Last Updated on: 12th June 2020, 06:53 am

Michael Kevin Lallana, the man accused last year oftwice brewing up batches of man mustard flavoured water in the bottle of a female coworker,has been found guilty of assault and battery.

A couple of interesting new tidbits have, er, come to light since we first met this fellow, so I shall share those with you now.

Lallana admitted in a taped interview submitted to jurors that he ejaculated into an “attractive” co-worker’s water bottle because “her lips had touched it,” but told detectives he never thought she would drink it.

“It was the closest I could ever get to someone as good looking as that without tampering with my marriage or hurting anyone,” Lallana said in the interview with Orange Police Department detectives in explaining why he ejaculated into the woman’s water bottle twice last year.

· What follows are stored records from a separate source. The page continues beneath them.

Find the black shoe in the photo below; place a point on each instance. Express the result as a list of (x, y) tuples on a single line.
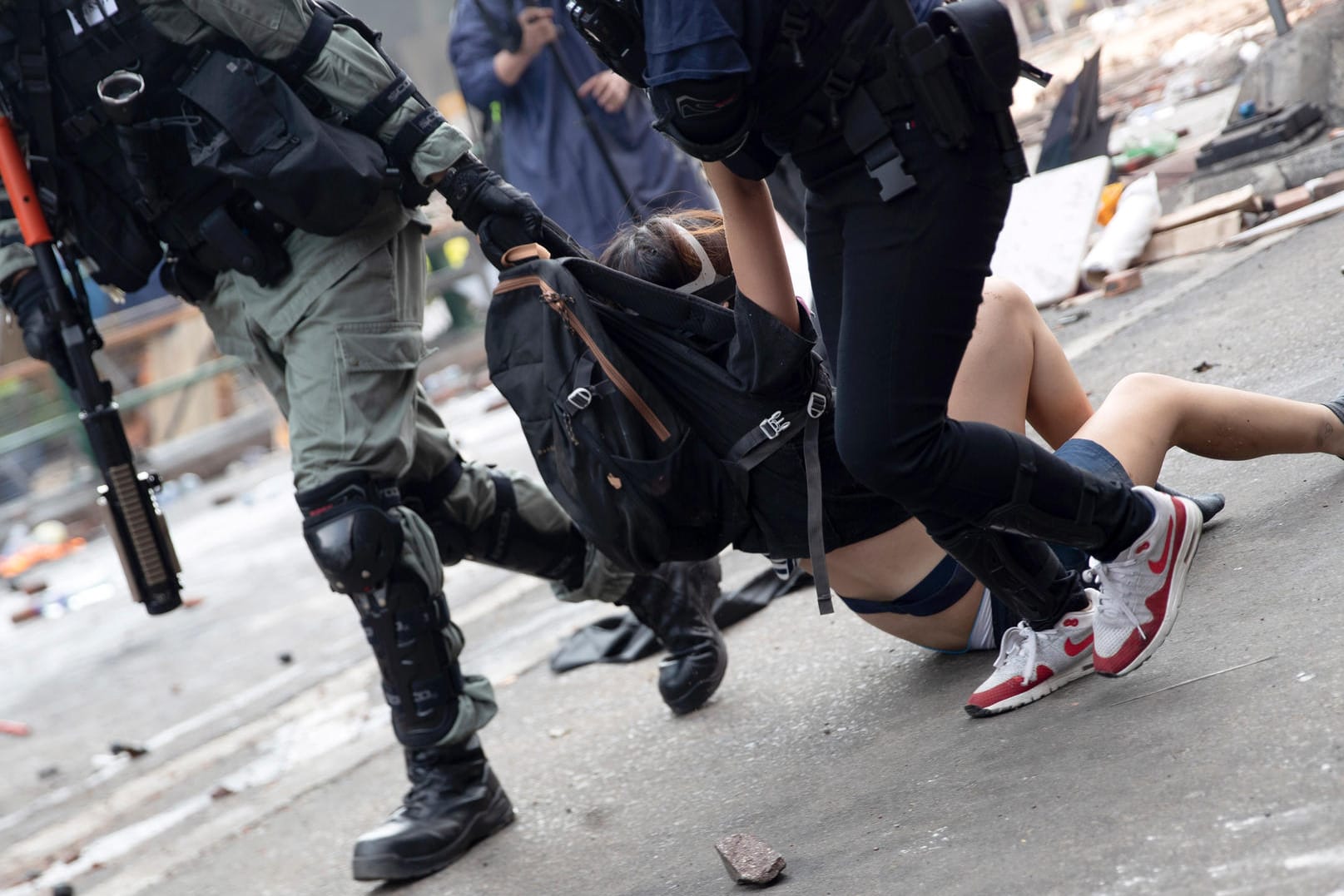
[(454, 802), (1210, 504), (677, 602)]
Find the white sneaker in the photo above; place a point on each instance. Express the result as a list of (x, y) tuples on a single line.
[(1141, 589), (1033, 664)]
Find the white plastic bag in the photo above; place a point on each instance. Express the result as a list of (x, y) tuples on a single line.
[(1128, 231)]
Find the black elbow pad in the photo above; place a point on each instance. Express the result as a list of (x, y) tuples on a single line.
[(708, 120)]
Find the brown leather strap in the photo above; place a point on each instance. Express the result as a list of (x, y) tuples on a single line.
[(524, 253)]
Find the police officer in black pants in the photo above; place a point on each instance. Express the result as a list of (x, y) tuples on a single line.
[(897, 115)]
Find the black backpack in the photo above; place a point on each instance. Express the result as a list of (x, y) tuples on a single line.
[(667, 426)]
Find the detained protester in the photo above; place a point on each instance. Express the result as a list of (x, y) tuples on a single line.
[(576, 136), (275, 156), (1014, 373), (898, 120)]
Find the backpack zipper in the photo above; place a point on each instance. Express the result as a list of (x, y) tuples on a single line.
[(558, 304)]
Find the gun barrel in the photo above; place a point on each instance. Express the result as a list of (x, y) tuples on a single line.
[(133, 519)]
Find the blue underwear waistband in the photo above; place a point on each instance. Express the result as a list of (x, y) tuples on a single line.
[(942, 587)]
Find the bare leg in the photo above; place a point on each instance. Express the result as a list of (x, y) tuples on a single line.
[(1148, 414), (1014, 369)]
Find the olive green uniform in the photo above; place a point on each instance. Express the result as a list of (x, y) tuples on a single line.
[(338, 341)]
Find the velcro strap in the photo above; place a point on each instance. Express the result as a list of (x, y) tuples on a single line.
[(380, 107), (413, 133), (303, 57)]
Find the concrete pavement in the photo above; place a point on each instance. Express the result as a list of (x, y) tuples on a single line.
[(848, 751)]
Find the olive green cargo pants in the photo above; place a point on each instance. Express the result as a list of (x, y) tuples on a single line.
[(345, 378)]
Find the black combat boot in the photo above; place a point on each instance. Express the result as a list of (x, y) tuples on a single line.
[(677, 602), (454, 802)]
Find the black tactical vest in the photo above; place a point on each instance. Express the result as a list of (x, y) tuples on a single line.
[(220, 161), (82, 175)]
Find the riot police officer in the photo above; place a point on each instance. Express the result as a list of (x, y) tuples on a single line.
[(897, 115), (277, 156)]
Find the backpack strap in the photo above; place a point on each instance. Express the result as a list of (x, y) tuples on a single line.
[(817, 403), (664, 306), (765, 439)]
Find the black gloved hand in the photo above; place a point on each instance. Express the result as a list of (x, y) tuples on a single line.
[(26, 299), (498, 212)]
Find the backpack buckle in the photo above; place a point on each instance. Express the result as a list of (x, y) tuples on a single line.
[(579, 398), (773, 425), (816, 404)]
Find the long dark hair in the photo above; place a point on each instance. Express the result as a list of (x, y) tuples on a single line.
[(655, 251)]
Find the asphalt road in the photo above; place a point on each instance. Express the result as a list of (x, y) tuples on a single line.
[(846, 750)]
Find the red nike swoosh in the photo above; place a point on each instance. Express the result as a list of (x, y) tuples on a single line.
[(1167, 547), (1074, 649)]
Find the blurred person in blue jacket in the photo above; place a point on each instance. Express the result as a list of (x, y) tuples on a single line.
[(498, 48)]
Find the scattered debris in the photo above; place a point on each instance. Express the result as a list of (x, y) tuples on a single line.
[(749, 860), (24, 614), (1081, 299), (1292, 199), (135, 751), (1242, 199), (1311, 214), (1121, 282), (1123, 238), (35, 552), (1044, 235), (1193, 238), (1182, 684)]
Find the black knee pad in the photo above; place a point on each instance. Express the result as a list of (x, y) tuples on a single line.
[(351, 533), (421, 680), (358, 544)]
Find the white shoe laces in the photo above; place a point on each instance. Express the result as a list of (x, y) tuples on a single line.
[(1019, 640), (1118, 578)]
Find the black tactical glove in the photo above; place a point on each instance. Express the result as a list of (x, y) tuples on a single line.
[(26, 299), (498, 212)]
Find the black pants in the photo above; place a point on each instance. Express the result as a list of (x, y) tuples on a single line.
[(897, 286)]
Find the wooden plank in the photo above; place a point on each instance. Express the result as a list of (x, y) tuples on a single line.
[(1239, 199), (1308, 215), (1044, 235), (1193, 238)]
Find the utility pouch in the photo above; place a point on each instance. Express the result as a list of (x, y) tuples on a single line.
[(257, 132), (984, 57), (984, 50), (926, 59)]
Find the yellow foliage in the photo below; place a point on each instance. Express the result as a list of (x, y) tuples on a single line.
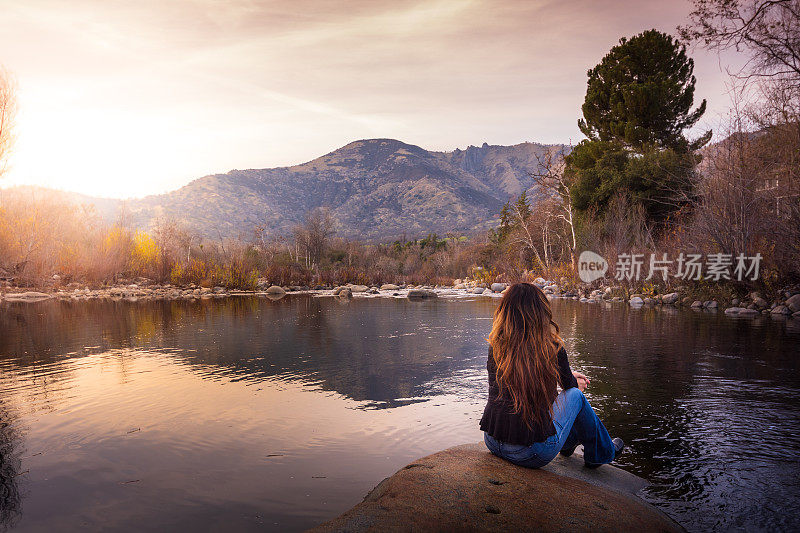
[(144, 255)]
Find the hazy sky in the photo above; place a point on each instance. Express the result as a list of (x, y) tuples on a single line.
[(127, 98)]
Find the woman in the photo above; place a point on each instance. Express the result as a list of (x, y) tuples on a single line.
[(525, 420)]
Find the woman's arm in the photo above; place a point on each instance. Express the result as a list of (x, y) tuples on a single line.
[(565, 374)]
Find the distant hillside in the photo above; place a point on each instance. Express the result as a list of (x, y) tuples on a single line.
[(377, 189)]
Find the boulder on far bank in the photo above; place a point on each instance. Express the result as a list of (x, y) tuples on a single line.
[(30, 296), (498, 287), (358, 288), (422, 293), (466, 488), (670, 298), (274, 289)]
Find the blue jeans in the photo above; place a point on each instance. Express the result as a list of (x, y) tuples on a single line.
[(575, 422)]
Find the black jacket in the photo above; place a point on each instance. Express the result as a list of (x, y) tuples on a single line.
[(503, 424)]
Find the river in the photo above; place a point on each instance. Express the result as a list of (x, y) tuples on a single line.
[(251, 414)]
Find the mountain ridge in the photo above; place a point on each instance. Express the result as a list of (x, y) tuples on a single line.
[(376, 189)]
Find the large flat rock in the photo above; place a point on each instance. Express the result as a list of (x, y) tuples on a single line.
[(466, 488)]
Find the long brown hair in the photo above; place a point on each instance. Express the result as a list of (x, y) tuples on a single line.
[(525, 341)]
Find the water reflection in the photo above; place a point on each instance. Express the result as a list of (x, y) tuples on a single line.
[(9, 469), (247, 413)]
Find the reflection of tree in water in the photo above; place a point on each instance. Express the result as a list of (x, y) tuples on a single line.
[(10, 500), (379, 350)]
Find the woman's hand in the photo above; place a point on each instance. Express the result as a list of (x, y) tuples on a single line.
[(582, 379)]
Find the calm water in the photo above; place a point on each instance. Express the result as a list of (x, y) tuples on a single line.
[(251, 414)]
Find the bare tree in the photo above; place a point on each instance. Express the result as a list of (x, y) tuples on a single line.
[(314, 234), (553, 182), (8, 110), (769, 30)]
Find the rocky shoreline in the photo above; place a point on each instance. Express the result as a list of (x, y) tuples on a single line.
[(754, 304), (466, 488)]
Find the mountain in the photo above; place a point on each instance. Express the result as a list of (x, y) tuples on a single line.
[(377, 189)]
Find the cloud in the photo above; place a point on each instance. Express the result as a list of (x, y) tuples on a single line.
[(163, 92)]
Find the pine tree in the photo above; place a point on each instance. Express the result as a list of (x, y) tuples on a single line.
[(638, 104)]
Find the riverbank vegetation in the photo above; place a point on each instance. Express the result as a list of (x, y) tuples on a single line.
[(639, 183)]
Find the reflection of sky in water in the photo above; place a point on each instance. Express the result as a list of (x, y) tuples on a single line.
[(253, 414)]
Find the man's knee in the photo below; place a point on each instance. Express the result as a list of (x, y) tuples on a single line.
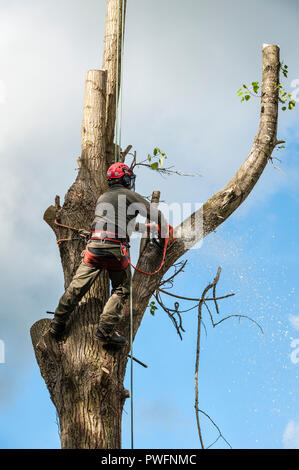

When the detectives quizzed him on why he didn’t just throw the water bottle away when he was done, Lallana said he figured she would dump the water and was afraid of leaving anything out of place on her desk.

“Can I honestly say I wanted her to drink it? No,” Lallana said in the taped interview. “Why I left it there, I don’t know.”

Also entertaining in a somewhat twisted way were the methods employed by the victim, identified only as Tiffany G., of figuring out what in the wide wide world of sports was agoin’ on here. Maybe that should read wide wide world of spurts, but it’s too late now, so we’ll continue. To crack the case, it seems she used her CSI skills.

Tiffany testified she threw the water bottle away that January. But after the second time in April, she kept the fouled liquid and asked her fiancee put his semen in a water bottle to see if that’s what she had tasted at work.

“At the time, I had no idea how else to figure out what this was,” she testified.

Convinced it was semen in the water bottle she had at work, the witness said she approached Orange police but was told they could not do anything based on the suspicion of a crime.

CSI… Cum Stain Ingestion?

NO news on a sentence yet, but let’s keep him as far away from the prison cafeteria as we can if it comes to that, ok?